CW: You mentioned that the IDRC was able to react very quickly because you had the necessary resources and expertise at your fingertips. How much more accelerated is this than the usual process with other microbes that have come across the workflow at the IDRC?
RG: I think things are very accelerated here because we’re living in a time with COVID-19 that the world has not seen for at least 100 years. We had some near-misses with Ebola, with Zika, with Chikungunya, with dengue. Those impacted large regions of the world and populations, and they were severe diseases. I think here in the United States in many other cases, we dodged bullets. The world dodged bullets with Ebola and SARS and MERS. But nature is persistent and keeps trying and keeps finding ways to overcome some of the natural barriers that exist that prevent the spread of these diseases. It was only a matter of time until something like COVID-19 came along. Since it’s so unprecedented, what we’re seeing, what we’re experiencing, it’s a moment in modern human history that I don’t think many of us will forget in our lifetimes, and perhaps our children’s lifetimes as well.
That demands a response that is proportional if we’re going to get in front of it, if we’re going to get on top of it. I think what you’re seeing around the world, just in the actions people are taking and the steps we’re taking to try and limit and prevent it from the size and scope of the 1919 flu pandemic, the same kinds of steps are being taken in what we’re doing from a research standpoint.

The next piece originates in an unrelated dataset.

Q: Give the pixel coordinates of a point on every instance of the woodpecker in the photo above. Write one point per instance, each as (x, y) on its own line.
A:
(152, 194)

I made a comment to a colleague just the other day that it’s amazing to me just how much collaboration and how much dialogue is taking place now. Just from my own personal experience, I’m interfacing with new colleagues that I’ve met just within the last couple of months and brainstorming with them on ways to resolve some of these problems. For example, we’ve established a relationship with National Jewish hospital. They have strengths and capabilities, we have strengths and capabilities, and we’re bringing those together. We’re working with the Colorado COVID-19 Convalescent Plasma Project Consortium to try and bring capabilities that we have together with capabilities that they have.
You can find scientists, physicians, healthcare providers, and people in the public and private sectors coming together to really work on trying to solve this problem. It’s amazing to me the pace at which that is occurring and the magnitude at which it is occurring. It’s certainly unprecedented, I would say, in my lifetime in my career for how quickly these things have mobilized and how much energy is really being put into trying to solve this problem at a global level.
CW: What’s next for the COVID-19 work at the IDRC? What’s the timeline and calendar moving forward?
RG: I’m asked the question a lot: “When will we have a vaccine?” It’s not just about this one, but more in general. I think Dr. Fauci has done a good job of describing the process and the steps that are required. He’s given timelines saying 12 to 18 months. I know people hear that and they say, “Why does it take so long?” I think in reality, he’s probably already knocked two to three years of what it would normally take if we were not in a pandemic situation. That’s remarkably fast.
There’s a reason it can’t be tomorrow. The first rule for anyone who develops products for human beings is do no harm. That’s the mantra of physicians, but I think it’s also the code of anyone who works in a field that products go into human use must have. The attitude they have is do no harm, first and foremost.
The worst thing we could do is rush something and create a vaccine or create a therapeutic or create a diagnostic that doesn’t work the way we think it should and create problems that magnify the issues we already have. Testing is required, evaluation by independent bodies is required, in order to make sure that we’re doing something that is not just effective but also safe when it’s administered to people, and that takes time. It takes time, it takes effort, but I’m very confident that everyone working is hard as they can towards that end.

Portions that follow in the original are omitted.